Inaspettata è stata, infine, la doccia fredda arrivata dal Governo con l’introduzione nella Legge di Bilancio 2026 dell’aumento della tassazione sugli affitti brevi al 26% per le prime case. Una misura non in linea con l’immagine di destra liberale dell’esecutivo Meloni.
Colpire le locazioni brevi — cioè uno dei pochi strumenti rimasti a disposizione di famiglie, pensionati e piccoli proprietari per valorizzare un immobile — è una scelta che va ben oltre il semplice obiettivo fiscale. È una presa di posizione politica precisa, che sancisce l’idea che la proprietà privata, se produce reddito, debba essere limitata, tassata, incanalata secondo una logica collettivista. È, in fondo, un messaggio ideologico: “la casa non è un bene da mettere a reddito liberamente, ma un pezzo del sistema economico nazionale, su cui lo Stato ha voce in capitolo”.
In questo senso, la misura sembra figlia più della pressione populista che di un reale bisogno di riequilibrio fiscale. Una contraddizione plateale, che dimostra quanto sia diventato confuso il profilo della maggioranza: una destra che non difende la proprietà, ma la tassa; che non premia l’iniziativa privata, ma la ostacola.
Giorgia Meloni fa cassa alzando le tasse sui proprietari di casa, dopo averli illusi per anni che il mattone non si toccava.

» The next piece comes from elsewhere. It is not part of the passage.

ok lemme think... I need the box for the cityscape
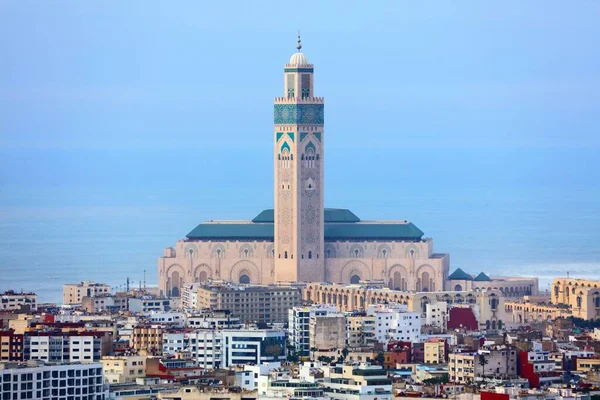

— M5S Europa (@M5S_Europa) October 20, 2025
L’aumento al 26% della cedolare secca sugli affitti brevi è inaccettabile e grava anche sul settore turistico: ci sono tantissimi cittadini che affittano… pic.twitter.com/firZykaeRh
Il caso è ancora più inquietante perché non parliamo di speculatori immobiliari, ma spesso di piccoli risparmiatori che, in un Paese dove lo Stato non garantisce pensioni dignitose, hanno investito nel mattone per costruirsi una sicurezza.
E allora il sospetto è che questa tassa sia solo l’inizio di un processo più ampio: lo Stato che mette le mani sulle case degli italiani, trasformando ogni forma di reddito personale in una base imponibile da spremere.